A Mulher de Branco

Não, ela não era a noiva.

Assistia ao casamento, e numa espécie de desafio às normas impostas pela sociedade, estava vestida de branco. Linda, com decote generoso que deixava quem a olhasse encantado com sua beleza. Pequenos adereços azuis, num disfarce que não convencia, ela se mostrava desejosa de estar diante do celebrante. Qual a mulher que não quer ter o seu príncipe encantado?

- Você está linda, mocinha.

- Obrigada. E você, como sempre, gentil.

- Não estou sendo gentil, Gina. Você está esplendorosamente bonita, apesar da maquilagem ter acrescentado alguns anos a mais.

- Estou parecendo uma velha, Eduardo?

- Velha não. Mais madura, mais mulher. E este seu tom de pele ajuda e compõe sua beleza, ressaltada pelo vestido branco.

Gina com uma discrição absoluta deu-me um beijo no rosto. Foi quando tive a mais absoluta certeza de que ela era uma entidade. Quando eu digo entidade, não me refiro aos espíritos cultuados nas religiões estruturadas.

Entidade é entidade; tipo difícil de ser descrito. Entidade é quem mitiga o sofrimento dos próximos. Ajuda aos que nada têm, com amor. Estica sua mão sem pensar em nada que não seja ajudar a quem precisa, sem cogitar de recompensas terrestres ou celestes. Difícil, é mesmo muito difícil falar neste assunto. Mas é muito fácil sentir que Gina é uma entidade.

- Cometi um absurdo, Gina. Aliás, nem tão absurdo assim...

- Posso saber qual foi?

- Você pode tudo. Sabe, por um feliz ou infeliz acaso, descobri uma moça que é quase você. Quase porque não tem a sua alma, o seu jeito de ser, a sua vida.

- Fiquei intrigada, Eduardo. Está falando de quê?

- Do acaso. O acaso prega peças indecifráveis. A moça é uma prostituta. Mas não tem aspecto vulgar.
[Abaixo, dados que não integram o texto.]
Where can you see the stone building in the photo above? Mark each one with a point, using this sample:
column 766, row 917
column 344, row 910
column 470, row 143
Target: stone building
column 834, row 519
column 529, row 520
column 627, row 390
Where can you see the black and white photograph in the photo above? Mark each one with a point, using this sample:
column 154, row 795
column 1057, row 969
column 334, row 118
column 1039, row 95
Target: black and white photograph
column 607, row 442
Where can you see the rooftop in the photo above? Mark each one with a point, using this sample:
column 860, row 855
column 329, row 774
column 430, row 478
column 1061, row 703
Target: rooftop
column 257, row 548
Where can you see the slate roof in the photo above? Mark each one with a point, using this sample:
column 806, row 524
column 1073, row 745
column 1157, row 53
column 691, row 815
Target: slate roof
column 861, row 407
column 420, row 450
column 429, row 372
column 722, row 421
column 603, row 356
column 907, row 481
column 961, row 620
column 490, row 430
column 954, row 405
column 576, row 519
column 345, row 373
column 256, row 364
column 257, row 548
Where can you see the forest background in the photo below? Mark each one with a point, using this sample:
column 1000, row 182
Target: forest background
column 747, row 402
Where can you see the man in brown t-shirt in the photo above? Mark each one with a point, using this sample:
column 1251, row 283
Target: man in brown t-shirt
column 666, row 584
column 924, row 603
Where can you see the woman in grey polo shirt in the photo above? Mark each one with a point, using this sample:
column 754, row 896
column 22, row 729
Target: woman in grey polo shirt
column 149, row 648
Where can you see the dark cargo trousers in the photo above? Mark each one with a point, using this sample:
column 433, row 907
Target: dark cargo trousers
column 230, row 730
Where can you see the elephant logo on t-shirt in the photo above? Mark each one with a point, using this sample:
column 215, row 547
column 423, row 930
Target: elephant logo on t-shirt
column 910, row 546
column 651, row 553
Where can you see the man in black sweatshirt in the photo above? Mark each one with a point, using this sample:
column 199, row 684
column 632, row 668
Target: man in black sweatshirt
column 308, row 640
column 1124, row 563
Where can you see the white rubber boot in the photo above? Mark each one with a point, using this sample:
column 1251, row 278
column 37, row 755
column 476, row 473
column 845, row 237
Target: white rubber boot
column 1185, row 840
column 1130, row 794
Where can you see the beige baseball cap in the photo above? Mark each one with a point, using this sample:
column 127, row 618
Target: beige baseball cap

Aspecto, entende?

- Creio que você manteve relação com uma prostituta parecida comigo. Estou certa?

- Não poderia ser mais exata, Gina. Foi exatamente isto – disse segurando firme a sua mão.

- E por que está me contando isso, Eduardo? Quer que eu fique enciumada?

- Acaso você tem ciúmes de mim?

- Tenho e você sabe disso.

- Não sabia não. Seus sentimentos não são escondidos, mas este você tranca!

- Jamais escondi nada, Eduardo. Está sendo injusto comigo.

- Vou contar tudo, mas, por favor, não me julgue.

- Eduardo, você sabe muito bem que meus julgamentos só a mim dizem respeito.

- É exatamente por isso que não tenho receio de contar.

- Fala, homem!

- Gina, por um acaso eu estava fazendo uma pesquisa. Coisas vulgares, que todos conhecemos.

- E...

- E que descobri que existe uma casa, aliás, casa droga nenhuma, aquilo é uma organização muito bem feita, que entrega belas moças onde você quiser, basta indicar o lugar.

- Esta é a minha sósia, parece.

- Tirando o que sinto por você, praticamente não há diferença.

- Foi o que bastou para marcar hora, local e outras coisas?

- Foi, Gina.

- Sentiu-se realizado com ela, Eduardo?

- Nem um pouco. Não era você!

- Eduardo, eu quero casar, como a minha amiga! Se não casar, sonho de toda moça, ao menos ter companhia ao meu lado. Sempre...

- Reconheço sua vontade, Gina. Você sempre soube disso.

- Então continue o que estava me contando.

- Sabe, era tão bonita quanto você. E de corpo, querida, era melhor.

- Querendo me fazer ciúmes? Já fez. Acabou de fazer.

- Minha intenção não é esta, Gina. Confio em você para contar uma experiência. Foi muito marcante.

- Mas além de falar que era uma prostituta, bonita e com o corpo mais bonito do que o meu, não contou nada!

- Ela percebeu que estava sendo usada não como mulher paga, mas como substituta de outra.

- Substituta como, se você nunca teve nada comigo?

- É exatamente isto. Eu devo ter transmitido um sentimento forte. Estas mulheres são vividas, percebem tudo.

- Sentiu o prazer que esperava?

- Na hora, senti. Passados uns minutos, olhei a moça. Bonita, mas não era você.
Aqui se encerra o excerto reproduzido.